The conventional biochemical diagnosis of disease using isolated blood biomarkers must be revisited by clinicians, replacing it with a multi-biomarker, personalised profile of human health. A label-free nanoparticle array technology, Liscar, has been developed. It is capable of performing rapid, multi-biomarker assays from complex biological samples which, if employed to assay the Complement cascade of the innate immune system, has the potential for a novel systemic profile of patient health. An assay for IgG has been developed on the Liscar platform with a detection limit of 380 ± 100 ng/mL IgG in model sera. Furthermore, addition of a chaotropic agent to the complex sample is shown to improve the accuracy of the IgG assay. Competitive binding between nonspecific interfering proteins and specific target analytes (IgG) at the sensor surface is studied, and a quantitative mathematical model is developed to analyse the data, yielding evidence for the active displacement of albumin by IgG-antigen binding. With a sensitive, accurate multi-biomarker detection platform, a systemic profile of patient health may be possible by examination of the Complement cascade. The Complement system can be activated by a variety of immunological challenges, causing large numbers of activation biomarkers to be produced quickly. Assays for three activation markers, C3d, TCC and Bb are developed, with detection limits of 0.864 ACS Units, 2.32 ng/ml and 54.7 ng/ml respectively. Complement activation was tested in a prospective cohort study of 45 patients undergoing major abdominal surgery. Patient recovery was monitored from admission to ~60 hours postoperatively by Complement activation and consumption using C3d, TCC, Bb, C3 and C4 as biomarkers.

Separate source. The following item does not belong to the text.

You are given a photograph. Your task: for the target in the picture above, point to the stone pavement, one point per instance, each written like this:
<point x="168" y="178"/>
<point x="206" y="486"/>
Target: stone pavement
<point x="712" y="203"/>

A response profile was obtained for the entire cohort for C3 and C4 assays by normalising with respect to individual analyte levels on admission, against which individual responses are compared. 22% of patients in the study suffered postoperative complications, and 73% showed Complement activation by increased levels of C3d, as expected from the initial trauma of surgery. Expansion of the trial is needed to establish clinical significance and utility, especially in relation to the presymptomatic diagnosis of disease.